Flock tracks Joey who manages the sandwich shop down the way.
Flock tracks everyone.
By the time we get down to the point of mentioning that "everyone" includes the subset of people who are criminals, that part almost seems like a bug instead of a feature.
1/6 of those were pedestrians. 1/6 of those were motorcyclists. 1/2 of those were people driving drunk. 1/2 of those were single vehicle accidents. Young men with high horsepower cars are a significant factor in many of these.
You shouldn't use the statistic to infer "innocence." The picture of what type of accidents lead to fatalities of often more complicated than people would like to assume.
If you die of a heart attack while driving; then yep, you're in that statistic as well.

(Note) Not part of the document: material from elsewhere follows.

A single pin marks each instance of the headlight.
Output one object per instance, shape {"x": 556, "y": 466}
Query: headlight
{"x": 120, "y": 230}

It's _every_ fatality on the road.
A better statistic might be 222,000 people in 2023 died due to "unintentional accidents." We could save 20% of those people by simply outlawing ladders or being more than 6' off the ground without appropriate safety equipment.
Not to say we shouldn't be bringing these numbers down, however that doesn't seem like's OPs goal which sounds like propaganda.
If you think FLOCK is an issue, you're barking up the wrong tree. You can remove all the FLOCK camera's you want and it won't change the already overwhelming passive surveillance that's already in place.
We crossed the Rubicon decades ago when people gave up their ability to move without being tracked for speculative gains when they started using smartphones religiously.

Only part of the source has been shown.